Rahul was relentless, following up rapidly with what eventually became a trishul of ideas: absence of fear, topped with courage and non-violence. Not courage of the kind that is celebrated in testosterone-driven fiction but courage defined by non-violence, the ultimate form of valour that India chose to forget somewhere along the way in the journey embarked on during the freedom movement.

And then Rahul said something that raised the bar through the roof for future leaders: you need to make others shed fear and embrace non-violence.

Rahul was not peddling bleeding-heart one-liners but he based his framework on the belief that nothing flies above democracy. Towards the end, his advice to the Speaker that he should not bow before anyone as long as he is the custodian of the House is the guiding force that steers Rahul’s politics. If you do not believe in the highest ideals of democracy, how will you convince a fellow citizen to shed fear and awaken the courage to embrace non-violence?

The challenge is a staggering blow that shakes to the foundations the politics that Modi has followed till now. How will the leader who thrived on polarising citizens make them respect one another? No matter what Modi does now, every action of his would be judged on that touchstone. Of course, miracles can happen and Modi may transform himself. If he does not, history will not forgive him for turning his back on a second chance.

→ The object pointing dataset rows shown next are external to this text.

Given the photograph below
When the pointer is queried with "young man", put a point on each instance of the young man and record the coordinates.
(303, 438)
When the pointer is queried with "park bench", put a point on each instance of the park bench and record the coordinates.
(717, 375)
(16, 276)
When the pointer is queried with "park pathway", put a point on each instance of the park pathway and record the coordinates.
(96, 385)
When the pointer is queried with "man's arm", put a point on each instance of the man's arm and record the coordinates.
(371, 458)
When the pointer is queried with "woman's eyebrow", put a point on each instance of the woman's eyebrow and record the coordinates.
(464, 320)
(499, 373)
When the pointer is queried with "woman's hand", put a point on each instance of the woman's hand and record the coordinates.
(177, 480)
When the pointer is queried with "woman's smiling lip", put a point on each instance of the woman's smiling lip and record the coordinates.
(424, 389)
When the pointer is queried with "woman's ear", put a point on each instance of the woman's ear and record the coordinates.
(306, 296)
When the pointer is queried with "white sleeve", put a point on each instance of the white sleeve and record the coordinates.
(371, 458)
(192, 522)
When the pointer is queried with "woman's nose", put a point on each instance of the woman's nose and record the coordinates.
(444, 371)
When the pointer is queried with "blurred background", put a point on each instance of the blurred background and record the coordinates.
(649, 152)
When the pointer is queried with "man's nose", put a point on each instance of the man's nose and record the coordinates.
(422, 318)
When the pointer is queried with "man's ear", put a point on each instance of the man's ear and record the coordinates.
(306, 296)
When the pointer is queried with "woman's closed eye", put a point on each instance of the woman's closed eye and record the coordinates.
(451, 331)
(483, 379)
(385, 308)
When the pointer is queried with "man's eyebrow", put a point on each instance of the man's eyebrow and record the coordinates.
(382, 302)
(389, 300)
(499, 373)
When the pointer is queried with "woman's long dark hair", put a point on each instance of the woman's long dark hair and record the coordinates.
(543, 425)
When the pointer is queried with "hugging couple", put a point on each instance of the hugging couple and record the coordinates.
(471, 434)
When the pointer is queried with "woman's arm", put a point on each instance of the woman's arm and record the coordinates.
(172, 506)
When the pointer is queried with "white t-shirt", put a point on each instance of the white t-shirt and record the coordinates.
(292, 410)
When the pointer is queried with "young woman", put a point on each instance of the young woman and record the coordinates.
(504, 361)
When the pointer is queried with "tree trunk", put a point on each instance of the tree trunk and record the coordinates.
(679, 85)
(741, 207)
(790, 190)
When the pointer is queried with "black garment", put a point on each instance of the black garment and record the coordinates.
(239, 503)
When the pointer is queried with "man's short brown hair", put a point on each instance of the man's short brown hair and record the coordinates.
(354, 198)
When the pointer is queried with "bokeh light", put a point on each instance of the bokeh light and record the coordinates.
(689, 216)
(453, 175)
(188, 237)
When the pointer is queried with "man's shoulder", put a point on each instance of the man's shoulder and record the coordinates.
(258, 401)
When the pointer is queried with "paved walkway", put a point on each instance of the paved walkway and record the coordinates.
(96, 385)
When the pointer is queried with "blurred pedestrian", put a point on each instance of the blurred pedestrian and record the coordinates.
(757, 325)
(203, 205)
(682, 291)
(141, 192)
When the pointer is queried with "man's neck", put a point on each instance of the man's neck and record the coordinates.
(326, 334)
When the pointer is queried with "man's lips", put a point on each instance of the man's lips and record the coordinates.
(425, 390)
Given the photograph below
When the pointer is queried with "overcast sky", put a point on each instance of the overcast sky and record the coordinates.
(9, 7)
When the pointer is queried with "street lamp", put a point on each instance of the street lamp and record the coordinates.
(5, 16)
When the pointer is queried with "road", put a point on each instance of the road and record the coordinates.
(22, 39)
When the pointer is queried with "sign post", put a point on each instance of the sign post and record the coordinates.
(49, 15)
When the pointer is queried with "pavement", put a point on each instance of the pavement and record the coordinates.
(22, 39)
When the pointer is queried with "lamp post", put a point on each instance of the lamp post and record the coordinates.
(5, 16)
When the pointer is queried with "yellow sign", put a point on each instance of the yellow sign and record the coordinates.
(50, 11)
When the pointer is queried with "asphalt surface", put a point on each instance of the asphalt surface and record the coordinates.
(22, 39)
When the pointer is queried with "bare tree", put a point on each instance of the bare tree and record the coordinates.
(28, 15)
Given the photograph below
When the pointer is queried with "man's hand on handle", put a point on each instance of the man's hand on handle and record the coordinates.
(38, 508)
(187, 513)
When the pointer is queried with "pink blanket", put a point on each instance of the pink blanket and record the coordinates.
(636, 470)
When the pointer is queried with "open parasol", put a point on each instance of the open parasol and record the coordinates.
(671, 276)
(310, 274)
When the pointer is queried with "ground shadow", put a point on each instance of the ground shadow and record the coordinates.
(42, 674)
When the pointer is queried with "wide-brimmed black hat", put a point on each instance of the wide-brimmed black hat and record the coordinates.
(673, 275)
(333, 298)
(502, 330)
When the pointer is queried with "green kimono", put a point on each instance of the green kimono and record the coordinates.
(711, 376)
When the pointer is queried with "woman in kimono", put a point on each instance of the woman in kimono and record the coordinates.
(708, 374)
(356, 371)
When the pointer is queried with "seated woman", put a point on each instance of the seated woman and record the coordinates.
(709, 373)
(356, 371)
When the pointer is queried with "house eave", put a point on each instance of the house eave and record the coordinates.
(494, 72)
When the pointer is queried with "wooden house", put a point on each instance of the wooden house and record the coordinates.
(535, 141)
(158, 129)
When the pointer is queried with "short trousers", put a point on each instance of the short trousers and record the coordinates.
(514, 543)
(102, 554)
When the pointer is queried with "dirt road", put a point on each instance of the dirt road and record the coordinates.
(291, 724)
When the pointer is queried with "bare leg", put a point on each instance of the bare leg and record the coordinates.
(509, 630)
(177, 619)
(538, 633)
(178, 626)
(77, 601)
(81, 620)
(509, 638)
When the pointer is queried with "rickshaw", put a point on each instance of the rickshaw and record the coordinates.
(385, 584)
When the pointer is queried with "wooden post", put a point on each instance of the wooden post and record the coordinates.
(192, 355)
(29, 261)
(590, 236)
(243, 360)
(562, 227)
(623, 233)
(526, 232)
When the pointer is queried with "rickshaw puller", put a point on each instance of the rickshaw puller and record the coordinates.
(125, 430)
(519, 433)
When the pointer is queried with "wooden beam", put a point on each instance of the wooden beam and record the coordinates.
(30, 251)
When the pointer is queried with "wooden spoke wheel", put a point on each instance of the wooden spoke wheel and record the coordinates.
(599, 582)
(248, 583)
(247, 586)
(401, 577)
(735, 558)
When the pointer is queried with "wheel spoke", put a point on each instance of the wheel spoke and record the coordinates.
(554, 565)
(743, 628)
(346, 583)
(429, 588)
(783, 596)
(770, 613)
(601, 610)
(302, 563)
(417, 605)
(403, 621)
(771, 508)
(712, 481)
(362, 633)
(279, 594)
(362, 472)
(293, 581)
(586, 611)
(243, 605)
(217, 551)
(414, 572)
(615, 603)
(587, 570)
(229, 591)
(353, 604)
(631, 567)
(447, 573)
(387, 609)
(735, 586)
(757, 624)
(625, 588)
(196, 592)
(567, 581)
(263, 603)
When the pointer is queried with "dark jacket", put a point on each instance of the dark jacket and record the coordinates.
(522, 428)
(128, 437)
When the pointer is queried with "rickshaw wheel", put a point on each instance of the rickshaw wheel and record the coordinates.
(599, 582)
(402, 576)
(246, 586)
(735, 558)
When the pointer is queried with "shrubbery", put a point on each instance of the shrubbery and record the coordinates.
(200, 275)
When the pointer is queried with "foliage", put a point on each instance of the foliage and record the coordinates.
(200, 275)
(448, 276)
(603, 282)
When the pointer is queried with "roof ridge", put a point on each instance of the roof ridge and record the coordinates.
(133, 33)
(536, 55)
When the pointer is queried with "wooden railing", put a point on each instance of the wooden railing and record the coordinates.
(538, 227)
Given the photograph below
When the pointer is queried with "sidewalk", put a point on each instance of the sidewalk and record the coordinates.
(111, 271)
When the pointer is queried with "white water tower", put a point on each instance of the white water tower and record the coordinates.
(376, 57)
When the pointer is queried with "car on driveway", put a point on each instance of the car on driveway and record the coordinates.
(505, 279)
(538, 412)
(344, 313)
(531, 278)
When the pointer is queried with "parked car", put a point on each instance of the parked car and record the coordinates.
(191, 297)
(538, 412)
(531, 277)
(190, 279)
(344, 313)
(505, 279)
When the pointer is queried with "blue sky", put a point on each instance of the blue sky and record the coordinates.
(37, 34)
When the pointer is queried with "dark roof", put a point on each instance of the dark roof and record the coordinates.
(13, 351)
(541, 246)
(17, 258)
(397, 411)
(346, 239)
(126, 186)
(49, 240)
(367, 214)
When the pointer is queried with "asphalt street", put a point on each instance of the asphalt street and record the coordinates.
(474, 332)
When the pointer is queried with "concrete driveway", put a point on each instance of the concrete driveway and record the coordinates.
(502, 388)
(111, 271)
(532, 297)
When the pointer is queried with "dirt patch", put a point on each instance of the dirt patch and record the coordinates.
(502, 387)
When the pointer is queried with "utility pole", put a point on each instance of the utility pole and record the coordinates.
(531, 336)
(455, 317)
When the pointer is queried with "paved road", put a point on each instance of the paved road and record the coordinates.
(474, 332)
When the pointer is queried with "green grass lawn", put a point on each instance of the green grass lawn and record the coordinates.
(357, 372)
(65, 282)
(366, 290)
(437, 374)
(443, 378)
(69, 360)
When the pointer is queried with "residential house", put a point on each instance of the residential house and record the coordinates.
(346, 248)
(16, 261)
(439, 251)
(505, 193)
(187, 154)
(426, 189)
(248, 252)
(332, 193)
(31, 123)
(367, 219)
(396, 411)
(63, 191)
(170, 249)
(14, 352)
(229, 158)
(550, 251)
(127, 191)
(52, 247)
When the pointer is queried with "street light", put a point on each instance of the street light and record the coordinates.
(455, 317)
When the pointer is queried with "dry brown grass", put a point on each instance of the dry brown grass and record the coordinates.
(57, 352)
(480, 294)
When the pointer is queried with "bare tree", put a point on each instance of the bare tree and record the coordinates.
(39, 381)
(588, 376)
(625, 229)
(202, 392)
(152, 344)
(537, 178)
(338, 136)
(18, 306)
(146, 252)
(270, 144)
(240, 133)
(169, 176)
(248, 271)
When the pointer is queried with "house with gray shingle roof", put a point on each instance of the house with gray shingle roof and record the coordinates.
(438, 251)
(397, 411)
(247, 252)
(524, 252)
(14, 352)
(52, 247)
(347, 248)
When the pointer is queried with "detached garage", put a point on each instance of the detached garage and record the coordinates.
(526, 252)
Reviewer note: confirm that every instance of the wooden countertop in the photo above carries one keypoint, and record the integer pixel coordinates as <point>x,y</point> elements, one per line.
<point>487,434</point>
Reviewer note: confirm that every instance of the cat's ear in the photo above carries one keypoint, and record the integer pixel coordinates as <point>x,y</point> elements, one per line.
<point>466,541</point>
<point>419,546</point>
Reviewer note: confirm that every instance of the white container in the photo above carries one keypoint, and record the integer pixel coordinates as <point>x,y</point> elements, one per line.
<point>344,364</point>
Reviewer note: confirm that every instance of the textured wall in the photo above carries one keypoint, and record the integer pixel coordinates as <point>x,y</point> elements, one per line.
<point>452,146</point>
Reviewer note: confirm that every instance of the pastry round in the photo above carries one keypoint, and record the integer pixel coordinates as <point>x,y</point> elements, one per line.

Reams can be written about the laughs Rahul triggered; the knockout punches he landed on Modi who looked lead-footed and sullen; the wordplay on Ayodhya and two business barons; the sorry figure that the protection-seeking Amit Shah cut; and the helplessness that hung heavy over the Speaker, Om Birla, when he came face to face with the image of Lord Shiva. Hair-splitting would also have been done and dusted by now on whether Rahul’s interpretation of the abhaymudra was correct or not.

I think that is not the point — much as critics of Modi would like to gloat in the memory of the overlord licking his wounded hubris.

The point is that Rahul is nudging the leadership to draw from the past to rediscover and rewrite the parameters, if not the pillars, on which India should build its future. He is nudging not just the political and constitutional leadership either. I think the message is addressed to an audience spread far and wide outside the confines of the House.

The formula is not rocket science. And generations that preceded us had already heard it.

*Do not spread fear.

*Do not spew hatred.

*Do not foment violence.

*Do not be fearful.

*Listen to others.

*If someone wants a debate, let it take place. They will love you for facilitating it.

*The Opposition is not your enemy. It is here to make your work easier.

The short-form: respect others. That is the cornerstone of democracy.

These may sound like lofty principles better suited for preaching than practising. But we have tried every other ‘pragmatic’ trick and it has not worked.

Rahul Gandhi is offering us a choice between fear and valour, violence and non-violence, truth and untruth.

What would we want our children to choose? Without knowing my mother beyond the precious 10 years, I have no doubt what she would have wanted her children to choose.

Neither do I doubt who my mother’s favourite pick would have been although not born to her.